While this is not a definitive list of all the insights I intend to bestow upon my daughters as they enter their tween years, here are 16 prominent pieces of information I hope they will let marinate in their brilliant minds as they morph into young adults:
1. You don’t need to eat food out of a box or a bag that’s handed to you out of a tiny window on the side of a building. With a handful of ingredients, a bit of want-to and a few spare moments, you can make just about anything from scratch, especially rich and frothy whipped cream, which requires only three ingredients plus five minutes of very active arm muscles, and is so very worth it, especially when the chocolate chip pancakes you’ve just made from scratch for dinner are still warm. (Sometimes, a box of mac and cheese after a long day is the best option. Just toss some frozen peas in there too to make Grandmom happy.)
2. Those impossibly happy people in commercials, on billboards and in magazine ads are being paid to look that happy. If you don’t need what they are selling—and to be honest, you probably don’t—you do not have to want it or buy it.
3. No matter if my earbuds are in and I’m on my way to the shower after a sweaty run, or if my eyes are peeled on the stoppage time finish of my favorite soccer team’s match, or if I’m still asleep before dawn on a weekend morning—should you have something you need to say, something you need to get off your chest right then in that very moment, I am ready to make you and your voice my top priority. Everything else can and will wait. But if you wake me up to tell me you’re hungry, we’re gonna have a problem.
4. A sensible career may very well pay your bills comfortably, but if your work brings you no joy, then you have every right to switch gears and follow your heart.
5. Your heart may sometimes lead you astray, but no path could ever be more worthwhile.

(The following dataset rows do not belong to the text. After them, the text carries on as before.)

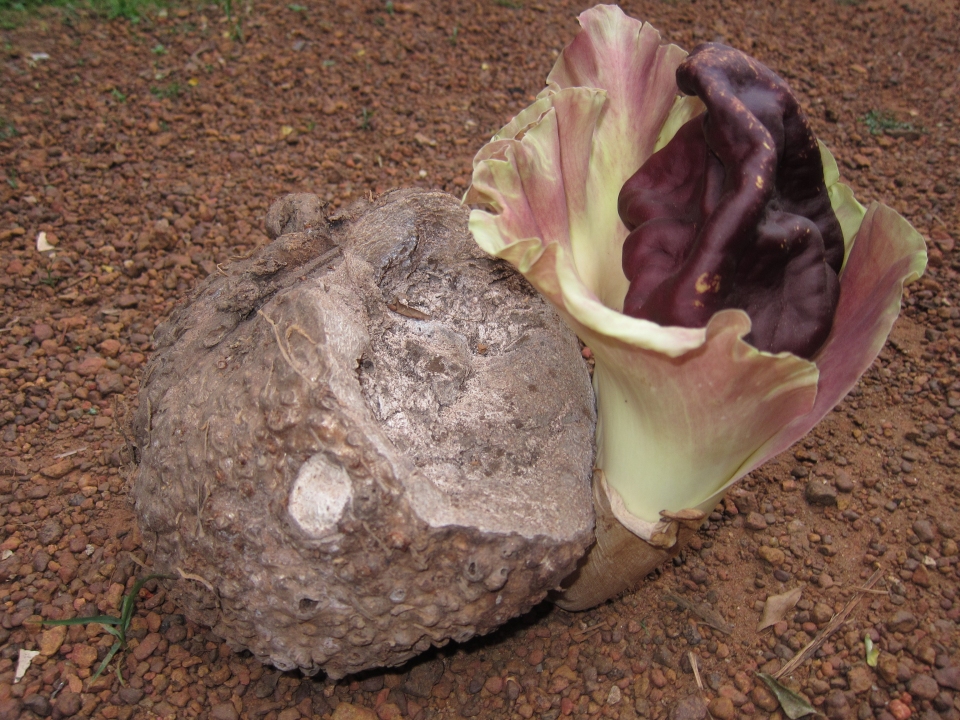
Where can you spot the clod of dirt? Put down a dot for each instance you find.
(366, 439)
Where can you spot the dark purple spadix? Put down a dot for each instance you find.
(734, 212)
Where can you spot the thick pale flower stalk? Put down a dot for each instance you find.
(682, 412)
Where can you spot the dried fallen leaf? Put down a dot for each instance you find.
(44, 245)
(794, 705)
(777, 606)
(23, 664)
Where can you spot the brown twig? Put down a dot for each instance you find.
(839, 619)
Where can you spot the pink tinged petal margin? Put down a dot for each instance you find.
(672, 431)
(887, 254)
(683, 412)
(624, 58)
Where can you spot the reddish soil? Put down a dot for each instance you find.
(148, 153)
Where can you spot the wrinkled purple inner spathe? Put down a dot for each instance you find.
(733, 212)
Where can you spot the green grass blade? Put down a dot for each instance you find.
(106, 661)
(126, 608)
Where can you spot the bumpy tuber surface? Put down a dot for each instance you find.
(734, 212)
(366, 439)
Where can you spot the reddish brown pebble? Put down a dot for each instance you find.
(146, 647)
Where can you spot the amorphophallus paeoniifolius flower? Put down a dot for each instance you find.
(684, 408)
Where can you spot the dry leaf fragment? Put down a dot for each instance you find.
(23, 664)
(794, 705)
(777, 606)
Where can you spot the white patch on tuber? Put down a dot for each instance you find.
(319, 495)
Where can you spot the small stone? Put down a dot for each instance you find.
(948, 677)
(90, 366)
(42, 331)
(774, 556)
(923, 687)
(109, 383)
(50, 532)
(860, 678)
(494, 685)
(110, 347)
(887, 667)
(722, 708)
(68, 703)
(83, 656)
(10, 709)
(58, 469)
(821, 613)
(692, 707)
(904, 621)
(130, 695)
(899, 710)
(146, 647)
(843, 482)
(923, 529)
(422, 678)
(819, 493)
(348, 711)
(38, 704)
(51, 640)
(763, 698)
(921, 576)
(387, 711)
(224, 711)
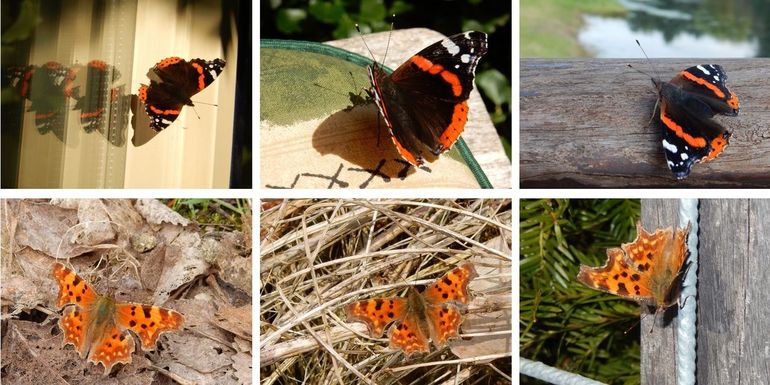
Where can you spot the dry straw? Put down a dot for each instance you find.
(319, 255)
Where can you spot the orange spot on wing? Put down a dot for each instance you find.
(456, 125)
(411, 158)
(437, 69)
(692, 141)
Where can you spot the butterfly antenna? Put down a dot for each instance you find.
(387, 46)
(208, 104)
(633, 326)
(654, 318)
(365, 45)
(654, 70)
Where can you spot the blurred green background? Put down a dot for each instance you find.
(563, 323)
(320, 21)
(666, 28)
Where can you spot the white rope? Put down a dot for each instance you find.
(553, 375)
(686, 328)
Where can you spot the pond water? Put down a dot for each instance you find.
(681, 28)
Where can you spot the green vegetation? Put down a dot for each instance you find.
(549, 28)
(225, 214)
(563, 323)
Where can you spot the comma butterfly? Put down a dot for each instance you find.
(434, 312)
(97, 324)
(647, 270)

6. You will undoubtedly encounter rotten people along your path, and they may attempt to cause you harm, but those people are the exceptions to the rule—not the standard. It may be difficult, but please do not judge all by the nasty actions or sour intentions of a few.
7. The good in the world will always outweigh the bad, no matter what the TV, internet or talk radio announcers say.
8. You should never intentionally make anyone’s life more difficult—anyone’s. This means, among many more things, that you should be kind to the waiter who serves you, leave a hotel room in decent shape upon checking out, and put away your shopping cart at the grocery store. Seriously, don’t be lazy—walk the 30 feet and put your damn cart away.
9. Small moments and actions matter more than we might ever fully know, and the world depends on each and every one of them to keep working.
10. Your love of reading will take you far, but it’s absolutely OK to enjoy the movie versions of the stories you hold dear (while still believing that the book was better).
11. College will always be there, but your youth is a ticket you can only cash once. That said, please don’t run off with some dude to “find yourself.” I’ve worked too hard investing in your childhood to suffer such a clichéd fate.
12. You don’t have to drink beer or wine or any other kind of alcohol to be cool or to relax or to be interesting. Your personality does not and will never need liquid enhancement; it’s remarkable as is.
13. If people are taking time out of their day to talk about you behind your back, it proves that you’re already far more interesting than they are.
14. You can love sports every bit as much as a boy might, and you don’t have to wear the pink version of your favorite team(s)’s jersey/T-shirt/logo.
15. Sports and science and math and engineering and action movies and Star Wars Legos and comic books and stand-up comedy and fart jokes and magic tricks and race cars are not only for boys, even though it may appear that way sometimes.
16. If you love something deeply and want desperately to participate in it, you may need to elbow your way in for a seat at the proverbial table. Elbow away, darling.
In reality, there are probably 160 other prominent pieces of information I’d want my daughters to know before, or as they, become young adults and then about 1,600 more I should share between now and when they eventually venture out onto their own, but after a certain point, even a well-meaning dad’s helpful wisdom becomes part of the din that surrounds us all in 2016.
My daughters will discover, soon enough, that there’s never been a worse-better time to be a young woman in America. Glass ceilings have been, if not shattered, at least raised up quite a bit higher, and yet as we approach having our first female president, there’s still so much ugliness facing girls—from the intentional omission of female Star Wars heroes in our children’s playthings to cat callers roaming the streets, slut shaming, victim blaming and worse. Much worse. That said, we keep going back to No. 7 on the list above. It’s become a mantra for my girls and I, a prayer, a hope and a rock solid belief we must cling to together as they enter their tween years.